Entertainment
There’s Major Fallout Over Those Bad ‘Suicide Squad’ Reviews
The director and fans went on the defensive
Today has to be an awkward day at Warner Bros. A bubble of hype surrounding the release of Suicide Squad was brutally punctured yesterday after a deluge of unforgiving reviews hit the internet. The anti-superhero movie currently holds a 33 percent rating on Rotten Tomatoes, a devastatingly low number that will likely cost the studio millions of dollars in ticket sales. Just how bad is it? Allow the San Francisco Chronicle to clarify: "If you know someone you really can't stand—not someone you dislike, not someone who rubs you the wrong way, but someone you really loathe and detest—send that person a ticket for Suicide Squad." Ouch.

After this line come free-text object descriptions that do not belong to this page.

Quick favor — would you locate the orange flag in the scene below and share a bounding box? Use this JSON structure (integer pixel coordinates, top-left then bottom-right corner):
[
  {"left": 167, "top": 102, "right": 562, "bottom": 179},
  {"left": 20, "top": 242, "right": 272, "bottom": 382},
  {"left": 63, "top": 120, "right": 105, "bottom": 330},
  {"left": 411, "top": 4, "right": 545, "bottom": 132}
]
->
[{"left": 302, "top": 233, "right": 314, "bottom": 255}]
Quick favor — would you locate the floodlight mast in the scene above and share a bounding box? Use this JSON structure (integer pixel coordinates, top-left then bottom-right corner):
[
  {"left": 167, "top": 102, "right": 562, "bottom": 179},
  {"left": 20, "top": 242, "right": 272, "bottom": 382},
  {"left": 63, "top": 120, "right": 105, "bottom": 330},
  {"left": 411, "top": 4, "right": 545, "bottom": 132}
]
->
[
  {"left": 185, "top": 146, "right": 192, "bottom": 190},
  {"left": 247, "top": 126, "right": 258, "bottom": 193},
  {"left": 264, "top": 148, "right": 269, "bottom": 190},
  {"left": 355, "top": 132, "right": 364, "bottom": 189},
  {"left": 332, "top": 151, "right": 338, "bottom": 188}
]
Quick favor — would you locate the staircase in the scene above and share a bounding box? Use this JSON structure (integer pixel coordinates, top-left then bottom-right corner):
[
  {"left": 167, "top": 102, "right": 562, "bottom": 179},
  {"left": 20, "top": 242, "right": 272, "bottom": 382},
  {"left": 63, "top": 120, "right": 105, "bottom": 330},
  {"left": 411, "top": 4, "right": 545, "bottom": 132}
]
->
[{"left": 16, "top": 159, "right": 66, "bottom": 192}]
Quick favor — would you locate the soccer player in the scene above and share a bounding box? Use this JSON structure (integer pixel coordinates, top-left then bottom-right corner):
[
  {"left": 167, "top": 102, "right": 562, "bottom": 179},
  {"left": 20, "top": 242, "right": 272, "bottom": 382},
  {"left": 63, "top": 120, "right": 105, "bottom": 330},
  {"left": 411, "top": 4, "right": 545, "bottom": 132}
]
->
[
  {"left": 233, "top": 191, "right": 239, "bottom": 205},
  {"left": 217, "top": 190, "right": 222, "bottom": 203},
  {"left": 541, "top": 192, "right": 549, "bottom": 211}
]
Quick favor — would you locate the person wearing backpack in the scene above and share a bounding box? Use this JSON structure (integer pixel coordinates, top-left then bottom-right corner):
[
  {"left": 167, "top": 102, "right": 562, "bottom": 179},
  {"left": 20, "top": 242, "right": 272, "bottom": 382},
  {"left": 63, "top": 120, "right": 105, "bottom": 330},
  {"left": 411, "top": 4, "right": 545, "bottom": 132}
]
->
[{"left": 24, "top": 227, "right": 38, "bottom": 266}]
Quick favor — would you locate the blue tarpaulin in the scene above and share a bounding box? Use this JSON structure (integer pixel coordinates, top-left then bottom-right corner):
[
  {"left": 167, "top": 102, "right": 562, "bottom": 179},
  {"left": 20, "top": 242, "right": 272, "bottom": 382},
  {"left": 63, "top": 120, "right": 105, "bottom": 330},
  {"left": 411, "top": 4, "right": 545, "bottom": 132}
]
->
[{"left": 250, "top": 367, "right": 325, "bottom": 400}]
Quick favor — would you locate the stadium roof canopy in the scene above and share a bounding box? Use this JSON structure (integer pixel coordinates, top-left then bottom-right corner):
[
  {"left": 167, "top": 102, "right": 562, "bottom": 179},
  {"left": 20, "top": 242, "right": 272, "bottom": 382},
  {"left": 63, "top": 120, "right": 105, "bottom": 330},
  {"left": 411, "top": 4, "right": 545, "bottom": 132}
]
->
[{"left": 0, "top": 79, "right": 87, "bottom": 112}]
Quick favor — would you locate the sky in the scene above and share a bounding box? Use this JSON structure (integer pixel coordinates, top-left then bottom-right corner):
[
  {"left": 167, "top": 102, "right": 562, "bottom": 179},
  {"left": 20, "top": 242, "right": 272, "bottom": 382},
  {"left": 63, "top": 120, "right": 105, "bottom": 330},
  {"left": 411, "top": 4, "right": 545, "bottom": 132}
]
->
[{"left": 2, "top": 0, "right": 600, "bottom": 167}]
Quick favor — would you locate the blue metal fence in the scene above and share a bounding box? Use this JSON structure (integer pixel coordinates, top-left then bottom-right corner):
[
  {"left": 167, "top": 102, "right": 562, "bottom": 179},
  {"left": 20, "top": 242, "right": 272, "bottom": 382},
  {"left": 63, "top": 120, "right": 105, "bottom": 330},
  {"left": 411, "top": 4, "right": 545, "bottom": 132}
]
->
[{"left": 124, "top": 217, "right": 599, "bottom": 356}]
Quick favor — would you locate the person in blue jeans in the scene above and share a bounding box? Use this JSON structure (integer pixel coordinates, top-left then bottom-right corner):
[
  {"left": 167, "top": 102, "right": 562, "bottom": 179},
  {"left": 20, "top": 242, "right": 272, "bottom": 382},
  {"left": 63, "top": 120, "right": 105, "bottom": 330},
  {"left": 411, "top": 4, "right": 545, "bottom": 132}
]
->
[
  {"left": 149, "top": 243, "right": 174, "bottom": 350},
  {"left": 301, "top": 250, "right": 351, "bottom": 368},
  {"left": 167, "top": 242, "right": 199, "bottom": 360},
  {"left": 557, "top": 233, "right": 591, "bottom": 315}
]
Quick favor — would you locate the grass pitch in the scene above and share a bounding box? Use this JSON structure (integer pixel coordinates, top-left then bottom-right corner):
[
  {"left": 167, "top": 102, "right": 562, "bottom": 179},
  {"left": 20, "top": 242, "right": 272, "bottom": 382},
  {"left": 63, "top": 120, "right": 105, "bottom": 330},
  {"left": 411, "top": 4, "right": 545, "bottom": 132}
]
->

Still, the negative reviews don't mean that the film has nothing to offer. Some critics liked the movie, and Margot Robbie's performance as Harley Quinn has been widely praised, fulfilling the promise she showed in the trailers. But they were bad enough that the movie's director David Ayer—who's been the target of much of the criticism for his incoherent storytelling—took to Twitter to defend the film, dropping an Emiliano Zapata that translates to "I'd prefer to die standing than to live always on my knees."
Elsewhere on the web, a loony fan started a petition on Change.org to shut down Rotten Tomatoes for its perceived bias against DC movies, which also faced savage reviews of last March's Batman v Superman: Dawn of Justice. The petition is closing in on 4,000 signatures and accuses the site of “unjust bad reviews… that affects people’s opinion even if it’s a really great [movie].” Whether it's a really great movie is ultimately up to the viewer, but in any case, the critics have spoken.